The project involves linking the following datasets:
- ONS birth and death registration data
- Census 2011 and 2021 data (for children born within two years of each Census)
- Hospital Episode Statistics, which contains data on hospital contacts
- Maternity Services Data, which holds data on maternal health during pregnancy
- Mental Health Dataset, which holds information on referrals to mental health services
- Community Dispensing Data, which holds information on dispensed medicines, including for asthma
- National Pupil Database, which holds data on all children in state school, including special educational needs provision and exam results
- Personal Demographic Service (NHS address records) and Getting Information About Schools Data (school addresses). These will be used by the ONS to link data on the local environment to children’s data.
A number of environmental datasets about small areas across England, on air pollution, energy efficiency of buildings, and proximity to major roads, will be linked to the de-identified health and education data.
The data will be linked subject to approvals from the Confidentiality Advisory Group, the ONS, NHS Digital and the Department for Education.
Potential of the newly linked data
The newly linked data resource will open opportunities for research that can inform government departments and local councils, as well as the public at large, about how changing local environments impact children’s health and education. It will also enable new insights into how well housing, environmental and planning policies are working to improve children’s lives.
In order to demonstrate how the Kids’ Environment and Health Cohort can be used, the team will carry out a research project to examine:
- links between local greenspace coverage and access and mental health in young people
- links between the availability and quality of local childcare provision and primary education attainment.
Key questions these newly linked datasets can address include:
- Do children with better access to public parks or other greenspaces have better outcomes in school?
- Are children with asthma who grow up in highly insulated but less ventilated homes at risk of developing worse asthma symptoms?
- Is exposure to extreme heat or heatwaves during pregnancy linked to babies being born prematurely?
- Is going to school near gambling outlets linked to worse mental health in young people?
- For children with complex chronic conditions such as autism, epilepsy or cystic fibrosis, does living or going to school near traffic-heavy roads increase the risk of being admitted to hospital?
The project team will work with parents, children and young people to develop the Kids’ Environment and Health Cohort. To date, they have worked with the Young People’s Advisory Group and the Parents’ and Carers’ Advisory Group at Great Ormond Street Hospital but are looking forward to engaging with many other groups as the project develops.

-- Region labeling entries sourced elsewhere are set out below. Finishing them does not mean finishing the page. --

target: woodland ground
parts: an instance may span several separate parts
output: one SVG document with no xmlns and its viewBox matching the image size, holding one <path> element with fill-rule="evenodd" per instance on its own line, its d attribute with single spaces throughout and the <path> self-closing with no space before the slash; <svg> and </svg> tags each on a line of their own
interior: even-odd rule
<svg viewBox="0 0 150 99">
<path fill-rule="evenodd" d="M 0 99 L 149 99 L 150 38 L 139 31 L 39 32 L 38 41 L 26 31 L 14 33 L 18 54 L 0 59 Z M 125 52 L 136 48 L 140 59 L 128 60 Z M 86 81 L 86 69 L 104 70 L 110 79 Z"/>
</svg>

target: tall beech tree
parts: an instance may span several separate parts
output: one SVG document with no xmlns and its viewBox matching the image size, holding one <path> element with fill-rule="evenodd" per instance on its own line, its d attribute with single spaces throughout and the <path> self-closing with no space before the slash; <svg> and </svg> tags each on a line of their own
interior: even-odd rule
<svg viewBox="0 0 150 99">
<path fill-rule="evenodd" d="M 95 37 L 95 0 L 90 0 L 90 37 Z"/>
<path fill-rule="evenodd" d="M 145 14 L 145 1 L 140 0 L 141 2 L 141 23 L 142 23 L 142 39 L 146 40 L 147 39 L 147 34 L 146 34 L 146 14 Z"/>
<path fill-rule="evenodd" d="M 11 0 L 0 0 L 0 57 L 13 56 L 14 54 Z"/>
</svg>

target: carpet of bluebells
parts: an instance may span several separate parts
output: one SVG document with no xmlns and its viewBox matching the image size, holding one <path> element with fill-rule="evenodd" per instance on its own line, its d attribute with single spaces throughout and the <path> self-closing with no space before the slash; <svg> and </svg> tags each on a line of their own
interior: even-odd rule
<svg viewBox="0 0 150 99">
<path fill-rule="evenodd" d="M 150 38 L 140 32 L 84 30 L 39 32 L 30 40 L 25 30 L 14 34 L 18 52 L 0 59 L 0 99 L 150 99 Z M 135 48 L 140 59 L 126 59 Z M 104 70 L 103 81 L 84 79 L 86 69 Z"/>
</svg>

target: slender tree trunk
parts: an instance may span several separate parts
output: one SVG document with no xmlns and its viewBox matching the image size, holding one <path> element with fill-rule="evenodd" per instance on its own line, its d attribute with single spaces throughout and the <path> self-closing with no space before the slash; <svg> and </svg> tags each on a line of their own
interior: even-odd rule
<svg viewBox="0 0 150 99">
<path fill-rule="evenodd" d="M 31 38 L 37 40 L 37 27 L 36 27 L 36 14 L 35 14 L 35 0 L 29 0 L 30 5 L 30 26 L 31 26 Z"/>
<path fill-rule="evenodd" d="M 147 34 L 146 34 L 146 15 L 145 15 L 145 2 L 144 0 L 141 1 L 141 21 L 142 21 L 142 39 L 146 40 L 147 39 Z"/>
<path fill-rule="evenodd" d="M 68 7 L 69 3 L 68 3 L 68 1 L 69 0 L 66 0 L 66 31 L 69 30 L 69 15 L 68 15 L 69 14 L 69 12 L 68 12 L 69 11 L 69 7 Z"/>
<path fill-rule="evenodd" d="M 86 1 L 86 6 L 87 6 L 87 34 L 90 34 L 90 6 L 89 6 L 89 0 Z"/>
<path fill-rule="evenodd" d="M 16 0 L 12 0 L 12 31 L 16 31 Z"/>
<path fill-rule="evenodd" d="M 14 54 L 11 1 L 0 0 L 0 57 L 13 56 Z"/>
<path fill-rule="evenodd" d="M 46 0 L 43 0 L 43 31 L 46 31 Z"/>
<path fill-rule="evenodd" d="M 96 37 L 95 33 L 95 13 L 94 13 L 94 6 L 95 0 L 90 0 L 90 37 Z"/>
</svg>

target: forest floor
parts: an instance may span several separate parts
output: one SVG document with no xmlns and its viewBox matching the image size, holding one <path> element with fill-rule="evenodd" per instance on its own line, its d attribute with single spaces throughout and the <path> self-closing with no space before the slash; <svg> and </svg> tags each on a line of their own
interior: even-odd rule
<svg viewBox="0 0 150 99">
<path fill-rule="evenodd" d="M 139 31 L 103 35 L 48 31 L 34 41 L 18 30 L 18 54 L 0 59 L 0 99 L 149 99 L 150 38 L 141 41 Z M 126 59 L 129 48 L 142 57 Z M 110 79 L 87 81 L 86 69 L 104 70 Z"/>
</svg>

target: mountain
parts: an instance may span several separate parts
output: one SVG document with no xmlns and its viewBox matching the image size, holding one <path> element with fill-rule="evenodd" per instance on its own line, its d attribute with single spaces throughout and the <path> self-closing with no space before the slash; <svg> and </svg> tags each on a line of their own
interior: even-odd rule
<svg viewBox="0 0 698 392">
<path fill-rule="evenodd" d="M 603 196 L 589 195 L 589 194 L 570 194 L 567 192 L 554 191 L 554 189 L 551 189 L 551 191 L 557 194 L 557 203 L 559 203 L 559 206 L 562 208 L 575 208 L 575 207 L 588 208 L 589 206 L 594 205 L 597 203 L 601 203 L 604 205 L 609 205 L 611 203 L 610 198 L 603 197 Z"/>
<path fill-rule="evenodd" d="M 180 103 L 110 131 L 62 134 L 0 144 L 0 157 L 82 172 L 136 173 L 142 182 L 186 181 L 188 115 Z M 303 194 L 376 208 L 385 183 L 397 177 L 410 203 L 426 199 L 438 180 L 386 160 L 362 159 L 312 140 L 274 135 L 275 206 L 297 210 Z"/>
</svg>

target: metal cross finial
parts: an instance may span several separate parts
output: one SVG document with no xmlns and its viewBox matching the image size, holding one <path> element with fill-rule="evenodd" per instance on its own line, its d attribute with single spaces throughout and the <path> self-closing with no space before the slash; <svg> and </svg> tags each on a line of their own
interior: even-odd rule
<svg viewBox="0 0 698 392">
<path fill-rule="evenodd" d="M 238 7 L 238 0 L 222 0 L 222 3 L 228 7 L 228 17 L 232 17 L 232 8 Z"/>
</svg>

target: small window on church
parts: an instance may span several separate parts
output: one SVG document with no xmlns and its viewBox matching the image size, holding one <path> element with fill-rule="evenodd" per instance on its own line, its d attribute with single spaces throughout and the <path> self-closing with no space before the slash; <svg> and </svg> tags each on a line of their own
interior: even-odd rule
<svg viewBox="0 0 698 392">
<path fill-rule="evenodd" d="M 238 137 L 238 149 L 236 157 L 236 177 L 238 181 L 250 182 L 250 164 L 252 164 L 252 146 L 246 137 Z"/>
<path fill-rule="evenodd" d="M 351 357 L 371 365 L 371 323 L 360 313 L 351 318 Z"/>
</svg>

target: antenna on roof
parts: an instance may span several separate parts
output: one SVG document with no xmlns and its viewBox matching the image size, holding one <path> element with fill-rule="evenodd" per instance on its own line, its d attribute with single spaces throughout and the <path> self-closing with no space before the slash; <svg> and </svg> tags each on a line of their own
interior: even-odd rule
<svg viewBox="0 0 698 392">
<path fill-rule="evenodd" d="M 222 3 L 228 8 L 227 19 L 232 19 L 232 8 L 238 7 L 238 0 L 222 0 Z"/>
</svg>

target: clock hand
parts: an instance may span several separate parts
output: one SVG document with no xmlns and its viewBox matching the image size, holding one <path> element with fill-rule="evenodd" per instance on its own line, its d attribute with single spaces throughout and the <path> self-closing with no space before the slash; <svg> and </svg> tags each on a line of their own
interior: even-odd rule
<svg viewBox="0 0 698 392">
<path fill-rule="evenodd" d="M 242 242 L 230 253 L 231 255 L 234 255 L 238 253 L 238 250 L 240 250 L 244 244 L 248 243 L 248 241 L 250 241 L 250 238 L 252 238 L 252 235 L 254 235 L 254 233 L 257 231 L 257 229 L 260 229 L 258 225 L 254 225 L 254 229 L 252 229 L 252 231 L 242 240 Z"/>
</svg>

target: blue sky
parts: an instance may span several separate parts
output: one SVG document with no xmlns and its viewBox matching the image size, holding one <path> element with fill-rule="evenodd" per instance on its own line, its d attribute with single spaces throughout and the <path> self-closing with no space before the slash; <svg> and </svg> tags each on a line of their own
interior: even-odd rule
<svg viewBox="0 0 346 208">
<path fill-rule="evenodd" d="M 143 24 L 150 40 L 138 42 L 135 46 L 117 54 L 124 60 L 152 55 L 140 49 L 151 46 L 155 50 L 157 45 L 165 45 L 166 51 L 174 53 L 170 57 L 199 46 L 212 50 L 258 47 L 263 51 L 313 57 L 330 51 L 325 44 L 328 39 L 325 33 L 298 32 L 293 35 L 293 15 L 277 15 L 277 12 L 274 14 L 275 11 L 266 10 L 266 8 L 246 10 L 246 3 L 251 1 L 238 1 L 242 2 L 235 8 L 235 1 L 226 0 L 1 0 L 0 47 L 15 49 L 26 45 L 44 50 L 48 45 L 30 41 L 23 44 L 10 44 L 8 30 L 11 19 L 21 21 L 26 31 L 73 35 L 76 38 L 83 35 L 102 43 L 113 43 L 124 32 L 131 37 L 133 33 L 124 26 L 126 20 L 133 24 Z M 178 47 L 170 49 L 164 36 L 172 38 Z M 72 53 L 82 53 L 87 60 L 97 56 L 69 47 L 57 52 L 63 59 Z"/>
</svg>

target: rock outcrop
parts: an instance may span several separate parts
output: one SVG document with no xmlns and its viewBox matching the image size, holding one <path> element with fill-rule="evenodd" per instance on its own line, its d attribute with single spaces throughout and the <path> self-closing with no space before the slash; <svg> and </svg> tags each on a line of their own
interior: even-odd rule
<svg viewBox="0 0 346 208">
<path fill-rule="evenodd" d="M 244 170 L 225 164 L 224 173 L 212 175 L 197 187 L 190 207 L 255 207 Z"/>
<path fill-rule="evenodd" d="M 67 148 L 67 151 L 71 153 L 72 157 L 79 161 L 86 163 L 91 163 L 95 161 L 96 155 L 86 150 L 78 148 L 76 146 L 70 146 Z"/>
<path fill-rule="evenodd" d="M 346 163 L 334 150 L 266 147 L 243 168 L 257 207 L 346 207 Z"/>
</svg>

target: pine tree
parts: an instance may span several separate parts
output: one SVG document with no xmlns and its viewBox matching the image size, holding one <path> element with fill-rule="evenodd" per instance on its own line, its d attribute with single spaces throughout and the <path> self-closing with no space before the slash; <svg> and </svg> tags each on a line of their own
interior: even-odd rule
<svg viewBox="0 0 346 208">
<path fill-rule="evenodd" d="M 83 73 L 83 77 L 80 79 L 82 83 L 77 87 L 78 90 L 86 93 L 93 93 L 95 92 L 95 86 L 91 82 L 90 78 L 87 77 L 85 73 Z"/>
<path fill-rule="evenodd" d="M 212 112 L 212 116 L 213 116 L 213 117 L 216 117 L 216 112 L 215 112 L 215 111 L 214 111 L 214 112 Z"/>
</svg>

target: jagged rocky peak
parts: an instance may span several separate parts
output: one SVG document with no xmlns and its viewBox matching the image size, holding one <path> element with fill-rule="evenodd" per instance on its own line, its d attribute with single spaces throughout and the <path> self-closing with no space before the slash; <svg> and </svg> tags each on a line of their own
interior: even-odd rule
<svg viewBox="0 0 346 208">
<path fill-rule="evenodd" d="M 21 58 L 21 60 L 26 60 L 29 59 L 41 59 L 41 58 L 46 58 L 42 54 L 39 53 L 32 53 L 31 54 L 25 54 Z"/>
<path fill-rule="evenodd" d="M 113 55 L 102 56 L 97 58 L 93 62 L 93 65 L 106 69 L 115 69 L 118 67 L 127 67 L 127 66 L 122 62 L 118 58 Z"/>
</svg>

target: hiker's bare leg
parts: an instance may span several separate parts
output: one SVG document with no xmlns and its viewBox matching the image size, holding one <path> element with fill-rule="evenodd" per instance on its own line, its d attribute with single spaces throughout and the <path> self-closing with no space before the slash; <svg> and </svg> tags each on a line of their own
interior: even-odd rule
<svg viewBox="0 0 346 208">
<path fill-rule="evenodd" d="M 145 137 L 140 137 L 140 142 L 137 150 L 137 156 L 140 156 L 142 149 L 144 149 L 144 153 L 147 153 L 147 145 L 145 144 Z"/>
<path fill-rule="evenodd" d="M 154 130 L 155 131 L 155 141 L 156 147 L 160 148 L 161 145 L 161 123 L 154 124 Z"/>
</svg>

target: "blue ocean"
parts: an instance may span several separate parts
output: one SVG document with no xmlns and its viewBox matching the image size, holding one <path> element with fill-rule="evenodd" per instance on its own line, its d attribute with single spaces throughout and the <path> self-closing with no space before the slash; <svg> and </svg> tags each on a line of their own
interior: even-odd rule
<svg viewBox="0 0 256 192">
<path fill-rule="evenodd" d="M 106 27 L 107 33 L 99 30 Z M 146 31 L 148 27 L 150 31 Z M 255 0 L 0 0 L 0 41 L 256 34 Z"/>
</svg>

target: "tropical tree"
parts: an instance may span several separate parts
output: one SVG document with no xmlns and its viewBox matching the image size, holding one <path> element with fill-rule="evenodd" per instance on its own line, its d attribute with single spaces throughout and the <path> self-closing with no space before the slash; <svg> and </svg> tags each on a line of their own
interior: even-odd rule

The Kids’ Environment and Health Cohort will be made available to external researchers by the ONS Secure Research Service. Accredited researchers will need to submit a successful application to access the data via the ONS Secure Research Service. Researchers will not be able to access the whole dataset at once and will need to justify which parts of the data they need to answer their research questions. Researchers can also supply external, environmental data to the ONS who will link these to the child health and education data using methods that protect children’s identities, subject to project approval.
Project lead: Dr Pia Hardelid
Funded value: £933,400
Duration: December 2022 – November 2025
This project is funded via the ADR UK research-ready data and access fund, a dedicated fund for commissioning research using newly linked administrative data. Funding decisions were based on advice from an independent expert panel, and in consultation with the Office for National Statistics. This project is part of the ADR England portfolio.
Details of the funding grant awarded by ADR UK to UCL for this project can also be found on the UK Research and Innovation (UKRI) Gateway to Research platform (please note some details have changed since the GTR listing was published).